Moderator backs teenage brothers’ bid to stay in the UK

The Church of Scotland Moderator has handed over an 85,000 signature petition in a bid to prevent the deportation of two teenage brothers.

Somer and Areeb Umeed Bakhsh say their lives would be in danger if they are sent back to Pakistan.

The Rt Rev Susan Brown said Christians in the Muslim country were at risk from Islamist extremists.

The family’s appeals have previously been rejected, with officials arguing they could live elsewhere in Pakistan.

But Mrs Brown called on the Home Secretary Sajid Javid to provide Somer, 15, and Areeb, 13, with permanent sanctuary in the UK.

She said: “The story of this family has touched the hearts of tens of thousands of people who want those in authority to know how upset they are that they are being treated so dispassionately.

“All both boys want is to be the Scots they are and not sent to a country where Christians are persecuted and threatened by Islamic extremists.”

Death threats

The brothers and their parents, Maqsood and Parveen, fled to Glasgow in 2012 from Faisalabad in Pakistan after their father was subjected to death threats due to their Christian faith.
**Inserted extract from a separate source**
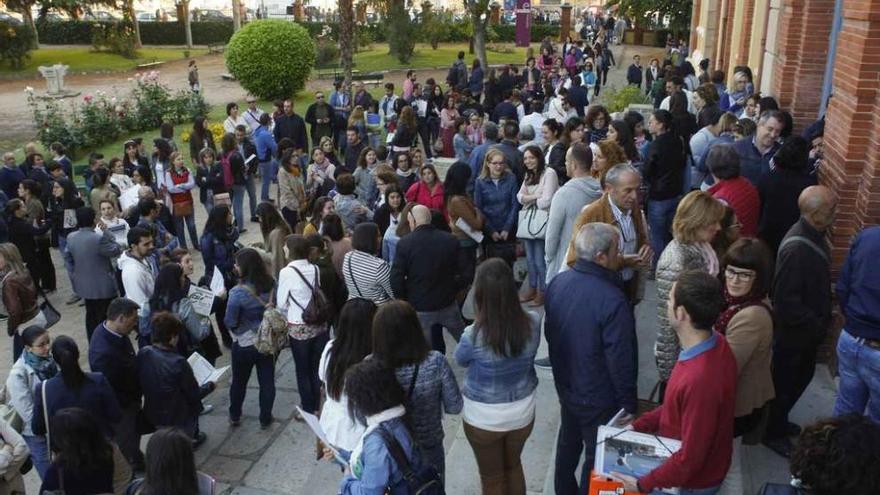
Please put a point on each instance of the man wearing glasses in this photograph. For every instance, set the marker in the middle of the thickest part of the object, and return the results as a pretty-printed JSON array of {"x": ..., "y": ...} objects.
[{"x": 319, "y": 116}]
The UK government has repeatedly rejected the family’s plea for asylum, with officials claiming they can live peacefully in another part of Pakistan.
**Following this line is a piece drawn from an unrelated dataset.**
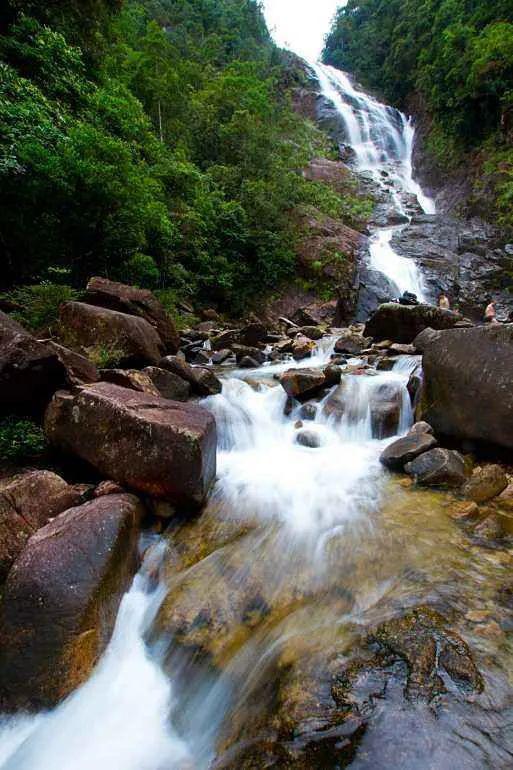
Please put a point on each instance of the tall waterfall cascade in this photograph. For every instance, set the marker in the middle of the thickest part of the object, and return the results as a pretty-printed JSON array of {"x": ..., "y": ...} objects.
[{"x": 381, "y": 139}]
But Mr Bakhsh claims his name and photograph has been circulated among extremist groups and nowhere in the country is safe for them.

The family’s campaign to stay in Scotland has been backed the UK Labour leader Jeremy Corbyn, the Labour MP Paul Sweeney and SNP MSP Bob Doris.

Two judicial reviews against the asylum refusal have been dismissed, the most recent at the Court of Appeal in January 2015.

A Home Office spokeswoman said: “The UK has a proud history of granting asylum to those who need our protection and every case is assessed on its individual merits.”

A judicial review against the asylum refusal was dismissed in November 2013 and a second judicial review was dismissed at the Court of Appeal in January 2015.